Bianca Ioan of Asebuss shares the view that employers will not be so generous with their cash. “Even in the years of economic growth we saw the trend from other countries, where fewer students were supported by their employees. They want to have freedom from their employer. In Romania we have seen a drop in financing from companies, from 90 percent or even full payment in the 90s, when we started the program, to around 70 percent. The downwards trend will continue and this year more students will decide to pay for themselves,” Ioan predicts.
It is the same picture elsewhere. “We have definitely seen a decrease in employer financing of MBAs in the last year. We expect this to rebound slightly in the coming year,” says Oliver Olson, who reveals that under half of the CEU Business School Students have their employers pay for their training program. “Employer financing schemes vary considerably. Some are 100 percent sponsored while some have 25 percent sponsorship. Others must pay themselves, but the employer pays the fee up-front and the employee has the cost
deducted monthly from their salary,” he adds.
On the Romanian-Canadian MBA, less than 10 percent of the students are sponsored by their companies, according to Adriana Dutescu.

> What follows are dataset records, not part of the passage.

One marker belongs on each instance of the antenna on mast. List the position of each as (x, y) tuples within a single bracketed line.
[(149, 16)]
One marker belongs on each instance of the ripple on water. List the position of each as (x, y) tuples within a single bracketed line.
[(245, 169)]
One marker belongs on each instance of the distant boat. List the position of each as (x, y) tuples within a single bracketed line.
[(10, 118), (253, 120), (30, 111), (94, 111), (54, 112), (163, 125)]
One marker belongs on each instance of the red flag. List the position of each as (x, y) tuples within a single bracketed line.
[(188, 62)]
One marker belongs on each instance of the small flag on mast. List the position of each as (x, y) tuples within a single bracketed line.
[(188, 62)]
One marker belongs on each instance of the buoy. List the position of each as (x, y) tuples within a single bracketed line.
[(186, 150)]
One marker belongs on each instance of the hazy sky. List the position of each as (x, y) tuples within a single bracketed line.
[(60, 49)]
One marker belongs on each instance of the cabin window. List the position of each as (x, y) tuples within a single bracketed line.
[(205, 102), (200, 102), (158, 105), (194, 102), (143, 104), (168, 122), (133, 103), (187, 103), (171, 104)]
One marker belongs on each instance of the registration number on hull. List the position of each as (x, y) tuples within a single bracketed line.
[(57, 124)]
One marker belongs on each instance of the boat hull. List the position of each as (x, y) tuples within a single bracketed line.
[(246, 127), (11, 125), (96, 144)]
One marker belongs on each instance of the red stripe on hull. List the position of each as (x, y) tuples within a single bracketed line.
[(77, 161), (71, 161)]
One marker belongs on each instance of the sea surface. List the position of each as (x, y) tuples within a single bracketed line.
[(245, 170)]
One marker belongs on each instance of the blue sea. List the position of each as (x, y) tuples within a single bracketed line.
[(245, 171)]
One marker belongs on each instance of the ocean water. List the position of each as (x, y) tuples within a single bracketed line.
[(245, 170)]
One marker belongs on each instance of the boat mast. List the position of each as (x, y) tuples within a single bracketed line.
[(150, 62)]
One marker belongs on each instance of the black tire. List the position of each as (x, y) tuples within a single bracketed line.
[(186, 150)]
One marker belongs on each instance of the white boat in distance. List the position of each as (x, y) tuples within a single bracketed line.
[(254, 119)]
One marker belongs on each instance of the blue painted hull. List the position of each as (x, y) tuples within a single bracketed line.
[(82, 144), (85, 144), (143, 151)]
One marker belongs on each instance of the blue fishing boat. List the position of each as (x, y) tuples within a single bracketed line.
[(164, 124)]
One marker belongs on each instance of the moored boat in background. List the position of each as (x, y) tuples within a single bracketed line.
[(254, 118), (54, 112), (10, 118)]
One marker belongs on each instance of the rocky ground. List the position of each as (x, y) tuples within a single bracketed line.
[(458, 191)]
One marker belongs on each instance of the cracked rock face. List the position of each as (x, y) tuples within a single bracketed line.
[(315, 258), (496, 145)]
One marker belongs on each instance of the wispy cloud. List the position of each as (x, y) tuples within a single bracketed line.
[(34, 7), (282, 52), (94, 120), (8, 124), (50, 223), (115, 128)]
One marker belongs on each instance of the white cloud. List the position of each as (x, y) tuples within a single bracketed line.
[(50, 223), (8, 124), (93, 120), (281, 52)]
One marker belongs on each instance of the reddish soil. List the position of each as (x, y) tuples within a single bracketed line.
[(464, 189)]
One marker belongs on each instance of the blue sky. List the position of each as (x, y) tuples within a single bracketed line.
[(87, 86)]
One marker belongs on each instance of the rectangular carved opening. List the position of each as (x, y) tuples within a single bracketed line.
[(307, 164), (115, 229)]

“The number of students receiving financial support from their companies has declined dramatically in the last couple of years. Actually there was a noticeable shift regarding this matter. Two years ago, the proportion of students receiving support from their companies was about 90 percent. Now, the situation is quite the opposite,” says Dutescu.

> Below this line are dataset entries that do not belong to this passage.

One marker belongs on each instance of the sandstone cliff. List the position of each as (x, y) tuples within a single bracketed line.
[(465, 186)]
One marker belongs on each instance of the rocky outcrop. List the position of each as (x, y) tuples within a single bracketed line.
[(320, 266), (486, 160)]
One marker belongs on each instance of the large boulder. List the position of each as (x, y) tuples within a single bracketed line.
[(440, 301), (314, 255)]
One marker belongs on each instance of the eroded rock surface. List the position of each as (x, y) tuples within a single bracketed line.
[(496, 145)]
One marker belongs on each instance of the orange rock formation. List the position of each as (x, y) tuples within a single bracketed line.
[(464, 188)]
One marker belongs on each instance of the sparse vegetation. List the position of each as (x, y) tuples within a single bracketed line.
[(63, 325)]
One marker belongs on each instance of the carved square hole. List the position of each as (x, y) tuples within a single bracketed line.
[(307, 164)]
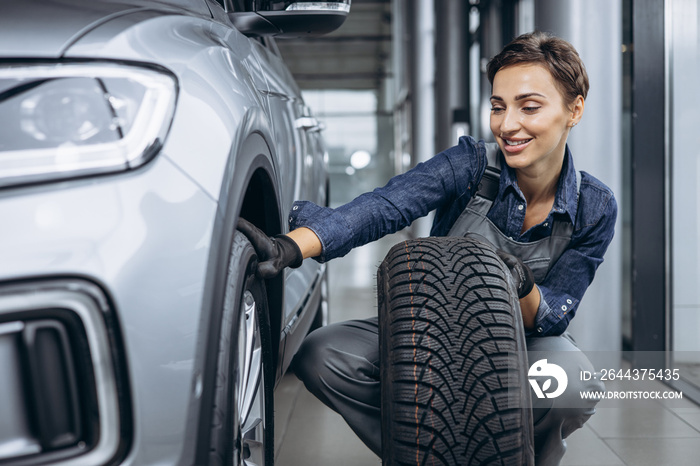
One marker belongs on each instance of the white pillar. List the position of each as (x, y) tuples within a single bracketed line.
[(594, 27)]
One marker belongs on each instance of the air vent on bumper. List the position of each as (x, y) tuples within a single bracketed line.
[(59, 376)]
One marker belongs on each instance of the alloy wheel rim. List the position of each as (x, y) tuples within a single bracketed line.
[(249, 390)]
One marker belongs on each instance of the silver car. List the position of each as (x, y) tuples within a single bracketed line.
[(133, 136)]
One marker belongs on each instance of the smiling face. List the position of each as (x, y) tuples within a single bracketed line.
[(530, 119)]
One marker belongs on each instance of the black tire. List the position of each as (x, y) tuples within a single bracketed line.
[(453, 356), (242, 423)]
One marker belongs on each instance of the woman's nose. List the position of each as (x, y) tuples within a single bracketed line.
[(509, 122)]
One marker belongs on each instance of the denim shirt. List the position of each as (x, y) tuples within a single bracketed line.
[(446, 183)]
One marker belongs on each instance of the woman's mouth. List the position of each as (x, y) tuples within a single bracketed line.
[(515, 145)]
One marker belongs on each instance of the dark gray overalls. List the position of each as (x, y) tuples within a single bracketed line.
[(340, 363)]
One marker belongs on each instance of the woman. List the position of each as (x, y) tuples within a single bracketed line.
[(551, 228)]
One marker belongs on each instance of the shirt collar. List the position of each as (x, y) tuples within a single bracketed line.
[(566, 197)]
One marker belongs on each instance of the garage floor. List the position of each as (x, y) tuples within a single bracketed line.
[(647, 433)]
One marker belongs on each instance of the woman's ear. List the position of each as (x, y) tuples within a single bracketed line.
[(576, 111)]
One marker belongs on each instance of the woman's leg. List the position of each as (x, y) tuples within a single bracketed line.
[(339, 364), (556, 418)]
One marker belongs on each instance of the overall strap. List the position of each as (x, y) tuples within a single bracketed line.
[(488, 186)]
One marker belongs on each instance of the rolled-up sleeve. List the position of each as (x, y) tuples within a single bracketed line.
[(388, 209), (567, 280)]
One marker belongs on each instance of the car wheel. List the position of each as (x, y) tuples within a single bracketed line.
[(452, 356), (242, 427)]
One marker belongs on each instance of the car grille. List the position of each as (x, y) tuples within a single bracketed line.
[(63, 387)]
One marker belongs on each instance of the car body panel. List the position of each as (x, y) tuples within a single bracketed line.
[(62, 22), (150, 237), (115, 231)]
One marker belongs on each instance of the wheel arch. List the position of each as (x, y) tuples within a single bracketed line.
[(248, 190)]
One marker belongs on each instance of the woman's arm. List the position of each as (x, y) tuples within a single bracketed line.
[(308, 242)]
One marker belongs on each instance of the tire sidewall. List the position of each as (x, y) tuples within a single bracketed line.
[(240, 278)]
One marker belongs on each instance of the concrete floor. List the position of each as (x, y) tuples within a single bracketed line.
[(640, 433)]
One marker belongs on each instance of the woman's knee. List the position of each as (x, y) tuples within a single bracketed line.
[(310, 360), (336, 355)]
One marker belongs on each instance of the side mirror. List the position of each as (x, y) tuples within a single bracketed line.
[(294, 19)]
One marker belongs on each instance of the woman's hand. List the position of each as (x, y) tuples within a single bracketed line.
[(275, 254)]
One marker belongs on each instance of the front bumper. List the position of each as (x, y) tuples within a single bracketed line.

Students' own money, either their equity or bank financing, or employer financing are not the only ways to pay for an MBA or an EMBA program. EU funds could cover portions of the necessary amounts, if applicants have access to information on how to access these funds. Some schools have already received demand from small and medium enterprises, which have been encouraged by the possibility of using such funds. “But it is hard to get information on structural funds and it doesn't help anybody, either training companies or individuals. There are funds given to training companies to offer free courses, or funds given to individuals and companies which are allowed to choose the courses they want and pay the training company for those courses,” explains Bianca Ioan. Another trend she has seen on the market is the number of students from banking and finance decreasing, as “these companies are currently undergoing restructuring, which makes decisions about MBA programs slower,” she says. Many students also now come from the energy sector.
Schools which offer MBA and EMBA programs in Romania are either private institutions, usually non-profit, or work in partnership with a public university here in Romania.
For those private schools, financing comes entirely from the school fees paid by students, but in other countries, the revenues of such an institution may be increased through additional sponsorship.”We would like to see such grants in Romania too, but the country hasn't reached that stage yet,” concludes Ioan.